Barclays Plc (BCS, BARC.L) Tuesday announced that it is in talks with its subsidiary Absa Group Ltd., to combine majority of their African operations. The British lender said the decision is in line with their strategy to operate as one bank in Africa.
Commenting on the rationale for the proposed combination, Maria Ramos, chief executive of Absa Group and Barclays Africa said, "This proposed combination of the majority of the Barclays Africa businesses with Absa is the next logical step in delivering our 'One Africa' strategy, which Barclays PLC announced last year."
Absa Group Ltd., the holding company of Absa Bank, is one of South Africa's largest financial services groups offering banking, insurance and wealth management products and services.
According to Barclays, the proposed combination will involve its interests in Botswana, Ghana, Kenya, Tanzania, Uganda, Zambia and the Indian Ocean, with Barclays Bank Plc remaining the majority shareholder of the combined African operations. The companies believe that the proposed combination will help to leverage significant potential of the businesses.
However, Barclays said there can be no certainty that these discussions will lead to a combination.

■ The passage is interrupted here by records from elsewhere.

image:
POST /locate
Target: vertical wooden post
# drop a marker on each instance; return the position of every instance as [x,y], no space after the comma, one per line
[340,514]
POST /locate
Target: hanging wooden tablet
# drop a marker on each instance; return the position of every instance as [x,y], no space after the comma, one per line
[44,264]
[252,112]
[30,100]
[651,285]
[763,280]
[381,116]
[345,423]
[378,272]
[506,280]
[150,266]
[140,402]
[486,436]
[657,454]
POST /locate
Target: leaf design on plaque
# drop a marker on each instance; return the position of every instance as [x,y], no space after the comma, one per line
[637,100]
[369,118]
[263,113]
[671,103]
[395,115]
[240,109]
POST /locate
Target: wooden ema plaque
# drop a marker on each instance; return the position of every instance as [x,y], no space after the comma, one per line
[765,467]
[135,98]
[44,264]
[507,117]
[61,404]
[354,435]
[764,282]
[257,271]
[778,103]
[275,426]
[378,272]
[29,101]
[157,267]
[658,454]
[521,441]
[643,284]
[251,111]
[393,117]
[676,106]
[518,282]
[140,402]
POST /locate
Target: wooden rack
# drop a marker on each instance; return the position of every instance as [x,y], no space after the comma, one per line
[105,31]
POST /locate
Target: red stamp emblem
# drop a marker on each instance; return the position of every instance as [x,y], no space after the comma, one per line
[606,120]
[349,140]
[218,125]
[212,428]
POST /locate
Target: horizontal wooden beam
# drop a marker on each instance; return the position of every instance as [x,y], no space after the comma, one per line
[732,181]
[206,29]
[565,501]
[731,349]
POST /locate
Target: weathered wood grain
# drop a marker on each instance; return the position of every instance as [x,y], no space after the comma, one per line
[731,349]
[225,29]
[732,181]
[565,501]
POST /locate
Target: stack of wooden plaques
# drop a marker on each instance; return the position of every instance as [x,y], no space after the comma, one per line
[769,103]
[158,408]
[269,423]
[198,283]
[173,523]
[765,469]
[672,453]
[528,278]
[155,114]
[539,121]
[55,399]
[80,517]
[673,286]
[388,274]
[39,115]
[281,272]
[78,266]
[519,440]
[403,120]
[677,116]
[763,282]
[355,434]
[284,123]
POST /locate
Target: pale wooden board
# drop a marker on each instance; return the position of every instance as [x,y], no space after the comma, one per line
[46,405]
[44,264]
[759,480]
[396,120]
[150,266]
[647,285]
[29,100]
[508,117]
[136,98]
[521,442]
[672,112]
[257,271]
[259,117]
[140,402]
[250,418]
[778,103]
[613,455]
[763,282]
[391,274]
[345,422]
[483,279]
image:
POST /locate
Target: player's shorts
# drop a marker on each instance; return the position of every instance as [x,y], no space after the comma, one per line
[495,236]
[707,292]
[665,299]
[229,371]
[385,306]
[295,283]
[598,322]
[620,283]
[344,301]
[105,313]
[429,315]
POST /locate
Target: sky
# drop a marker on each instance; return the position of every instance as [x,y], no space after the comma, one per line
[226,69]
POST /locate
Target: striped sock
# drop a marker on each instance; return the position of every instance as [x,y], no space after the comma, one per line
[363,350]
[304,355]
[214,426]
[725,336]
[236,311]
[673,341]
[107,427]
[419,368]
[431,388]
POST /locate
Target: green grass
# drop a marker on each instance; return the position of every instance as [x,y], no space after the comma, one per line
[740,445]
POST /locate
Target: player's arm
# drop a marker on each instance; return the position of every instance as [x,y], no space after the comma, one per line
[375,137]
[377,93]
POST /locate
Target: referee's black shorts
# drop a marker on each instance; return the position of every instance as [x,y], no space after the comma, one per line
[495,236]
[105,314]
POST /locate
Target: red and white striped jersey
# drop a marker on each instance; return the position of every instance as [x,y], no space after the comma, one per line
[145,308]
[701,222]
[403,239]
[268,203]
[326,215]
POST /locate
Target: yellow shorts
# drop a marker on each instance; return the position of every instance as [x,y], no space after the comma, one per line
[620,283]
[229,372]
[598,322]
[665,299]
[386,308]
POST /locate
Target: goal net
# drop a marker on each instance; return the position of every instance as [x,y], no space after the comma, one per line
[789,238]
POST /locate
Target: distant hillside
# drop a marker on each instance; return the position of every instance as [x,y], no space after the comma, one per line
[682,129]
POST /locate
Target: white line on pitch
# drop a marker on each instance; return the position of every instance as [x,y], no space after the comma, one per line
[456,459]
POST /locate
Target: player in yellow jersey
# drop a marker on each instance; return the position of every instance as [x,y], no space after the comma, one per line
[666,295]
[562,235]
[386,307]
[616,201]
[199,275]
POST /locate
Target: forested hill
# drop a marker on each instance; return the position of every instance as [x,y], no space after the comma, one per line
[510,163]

The proposed combination is not expected to be completed until 2013.
According to the plan, listings of Barclays' units on the Nairobi Securities Exchange in Kenya and on the Botswana Stock Exchange in Botswana would be maintained. Only Barclays holdings in these listed subsidiaries will be included in the proposed combination.
Last month end, Barclays had reported a higher second-quarter profit, reflecting mainly a decline in operating expenses, despite a fall in total income.
In London, Barclays shares are currently trading at 194.3 pence, up 3.4 pence or 1.78 percent, on a volume of 9.88 million shares.